Entertainment

'Kimmy Schmidt' Hits Back At Its Critics

Kimmy Schmidt Season 2 premiered on Netflix Friday, and wasted little time in seemingly addressing the backlash the mostly well-received show drew after its freshman year. In Episode 3, Kimmy's struggling actor roommate Titus Andromedon stages his latest one-man show, the story of one of his "vividly" remembered past lives. "Kimono You Didn't" is the tale of Murasaki, a sorrowful Japanese geisha. Titus' play is protested by people from an internet message board, and the plotline could be seen as Kimmy Schmidt 's response to allegations of racial insensitivity. Bustle reached out to Netflix for comment, but has not yet received a response.

One such person who took issue with that aspect of the show after Season 1 aired was Medium writer Meghan O'Dea. "The show’s overarching theme is exploring what it means to be an outsider," she wrote. "But [it] approaches that question from the perspective of an insider white feminist, one that applies both to Kimmy and Tina Fey herself." The piece goes on to address the show's alleged "misrepresentation and underrepresentation of people of color," referencing Kimmy's crush and classmate Dong and Jacqueline's hidden Native American heritage as problematic elements. Vulture writer Libby Hill described the Season 1 subplot in which the white Jane Krakowski plays a Native American as "sloppily marginalizing a group of people who are already as marginalized as you can get." And, though the show regularly pokes fun at whiteness and privilege, that alone doesn't give Kimmy Schmidt a free pass from viewers and critics who take issue with its racial comedy.

The internet kerfuffle also led to vocal support of Fey and the show's brash comedy. Salon writer Arthur Chu addressed the Kimmy Schmidt controversy in a piece titled "Racial Stereotypes Can Be Funny." Chu's opinion is that — when the race-based jokes work on Kimmy — it's because the show "never apologizes" for them. "Tina Fey’s high-wire act is all about the alchemy of making it OK to laugh at big, heavy issues," he writes.

In an interview with Net-A-Porter, co-creator Tina Fey responded to the backlash by choosing not to. Her "new goal," Fey said, "is not to explain jokes ... There’s a real culture of demanding apologies, and I’m opting out of that.” The new season of Kimmy Schmidt makes it look like her thoughts on that subject haven't changed. In fact, the show appears to skewer that "culture of demanding apologies."
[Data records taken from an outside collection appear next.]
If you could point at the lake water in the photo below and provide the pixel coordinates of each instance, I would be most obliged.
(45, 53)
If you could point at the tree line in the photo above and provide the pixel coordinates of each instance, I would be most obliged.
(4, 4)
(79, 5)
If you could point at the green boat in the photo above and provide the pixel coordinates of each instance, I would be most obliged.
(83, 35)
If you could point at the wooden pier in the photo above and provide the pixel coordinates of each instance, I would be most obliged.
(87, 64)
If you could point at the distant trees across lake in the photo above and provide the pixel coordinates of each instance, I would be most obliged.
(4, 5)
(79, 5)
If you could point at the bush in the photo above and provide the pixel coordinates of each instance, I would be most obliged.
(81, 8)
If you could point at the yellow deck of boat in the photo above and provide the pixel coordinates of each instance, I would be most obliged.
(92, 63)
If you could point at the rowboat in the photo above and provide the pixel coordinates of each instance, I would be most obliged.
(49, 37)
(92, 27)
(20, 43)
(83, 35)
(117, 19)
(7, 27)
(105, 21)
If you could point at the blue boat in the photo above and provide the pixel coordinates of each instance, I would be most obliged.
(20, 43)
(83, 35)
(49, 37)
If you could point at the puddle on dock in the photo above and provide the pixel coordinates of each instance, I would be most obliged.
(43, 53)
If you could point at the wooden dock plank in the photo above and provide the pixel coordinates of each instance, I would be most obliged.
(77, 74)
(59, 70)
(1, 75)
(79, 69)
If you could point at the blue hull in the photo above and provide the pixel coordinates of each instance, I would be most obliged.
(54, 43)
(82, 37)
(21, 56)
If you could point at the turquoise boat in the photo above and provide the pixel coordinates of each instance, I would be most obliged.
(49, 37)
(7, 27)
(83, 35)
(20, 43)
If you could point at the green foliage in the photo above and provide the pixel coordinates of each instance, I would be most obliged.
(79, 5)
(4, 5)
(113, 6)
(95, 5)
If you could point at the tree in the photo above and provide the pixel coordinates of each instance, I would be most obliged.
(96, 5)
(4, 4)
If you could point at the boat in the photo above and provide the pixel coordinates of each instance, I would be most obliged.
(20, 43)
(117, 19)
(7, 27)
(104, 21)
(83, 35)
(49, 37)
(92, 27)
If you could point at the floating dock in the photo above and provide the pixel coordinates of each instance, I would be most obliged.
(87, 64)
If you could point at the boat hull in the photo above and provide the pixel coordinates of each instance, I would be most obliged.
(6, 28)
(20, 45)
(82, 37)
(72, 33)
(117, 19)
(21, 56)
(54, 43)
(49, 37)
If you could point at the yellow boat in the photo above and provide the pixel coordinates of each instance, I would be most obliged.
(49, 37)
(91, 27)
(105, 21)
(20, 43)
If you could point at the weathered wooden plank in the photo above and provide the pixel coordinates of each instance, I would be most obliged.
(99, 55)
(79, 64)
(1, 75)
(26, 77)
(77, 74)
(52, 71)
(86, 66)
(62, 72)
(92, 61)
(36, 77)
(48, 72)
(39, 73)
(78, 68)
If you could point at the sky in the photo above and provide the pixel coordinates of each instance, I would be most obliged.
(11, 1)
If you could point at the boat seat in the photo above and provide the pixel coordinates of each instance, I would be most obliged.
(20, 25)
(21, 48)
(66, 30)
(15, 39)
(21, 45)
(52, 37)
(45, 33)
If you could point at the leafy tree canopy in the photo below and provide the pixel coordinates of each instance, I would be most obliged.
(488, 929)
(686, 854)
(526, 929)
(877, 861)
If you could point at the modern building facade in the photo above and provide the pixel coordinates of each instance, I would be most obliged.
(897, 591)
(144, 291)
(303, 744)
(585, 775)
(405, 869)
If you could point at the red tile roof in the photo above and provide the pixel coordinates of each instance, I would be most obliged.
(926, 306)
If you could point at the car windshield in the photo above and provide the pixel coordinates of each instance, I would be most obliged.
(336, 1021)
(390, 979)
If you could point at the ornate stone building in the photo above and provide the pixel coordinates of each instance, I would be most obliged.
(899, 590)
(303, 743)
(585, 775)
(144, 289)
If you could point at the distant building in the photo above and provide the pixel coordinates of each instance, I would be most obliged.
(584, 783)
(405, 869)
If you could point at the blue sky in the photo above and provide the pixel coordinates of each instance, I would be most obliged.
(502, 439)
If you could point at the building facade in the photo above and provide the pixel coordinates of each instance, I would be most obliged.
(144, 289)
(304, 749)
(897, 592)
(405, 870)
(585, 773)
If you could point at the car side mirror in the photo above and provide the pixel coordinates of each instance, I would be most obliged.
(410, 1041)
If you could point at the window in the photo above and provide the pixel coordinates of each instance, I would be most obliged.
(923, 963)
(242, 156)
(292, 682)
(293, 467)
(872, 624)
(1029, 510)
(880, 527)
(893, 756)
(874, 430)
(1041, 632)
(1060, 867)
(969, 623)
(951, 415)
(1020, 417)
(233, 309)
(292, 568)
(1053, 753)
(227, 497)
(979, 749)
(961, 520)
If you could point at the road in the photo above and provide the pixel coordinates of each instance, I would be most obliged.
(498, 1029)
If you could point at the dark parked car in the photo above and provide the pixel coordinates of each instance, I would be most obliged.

In the Murasaki episode in Season 2, Titus is portrayed as being truly invested in the story that he's telling. There's no scene where he rubs his hands together and plans to exploit another culture for his own personal benefit. And he believes he was Murasaki — it is, in his mind, his story to tell. When he finds out that there's an internet message board community who are determined to put a stop to his play, he inadvertently encourages Kimmy to invite the group to a performance. (Important: both Titus and Kimmy call the group "haters.")

Here's where Fey and co-creator Robert Carlock could be telling us how they really feel about social justice bloggers. The forum goes by the name Respectful Asian Portrayals in Entertainment (spell that acronym out for yourself), and its members spout phrases like, "I don't wanna hear the end of anything anyone has to say!" And they demand that the geisha should have been "a successful business woman, or a college professor, or a stay-at-home dad."

Against all odds, the members of the group are moved by Titus' performance. As they congratulate him and marvel at their own lack of anger, one of the protesters is destroyed by her own over-sensitivity. Unfamiliar with the feeling of not being offended for once, she starts to spiral: "Yeah, I feel weird. It's like I can't breathe. Wait. I'm not allowed to say that. I offended myself." And then she disappears in a blinding light.

There's a lot to unpack here. First of all, Kimmy Schmidt seems to be saying that critics are usually looking for something to offend them rather than reacting organically. Secondly, the show appears to declare that the end can justify the means, meaning that if the story is affecting or the joke lands, it doesn't matter who is telling it and who it's about. (Obviously, not everyone feels this way.)

And the kicker that made me put down my coffee this morning was what appeared to be a reference to Eric Garner, the man who died after allegedly being put into a chokehold by a New York City police officer and repeatedly telling him "I can't breathe," sparking protests all over the country. NBC New York reported that the officer maintains that "he used a legal takedown maneuver known as a seatbelt, not a chokehold."Fey didn't write this Season 2 episode — that was The Daily Show and 30 Rock alum Sam Means — but this loaded reference contributes to the show's general air of defiance. "We'll do what we want," basically. The critics who weren't fans last year will likely really not be fans this year. Regardless, the message comes through loud and clear. Unbreakable Kimmy Schmidt won't be backing down from racial comedy this season, like it or not.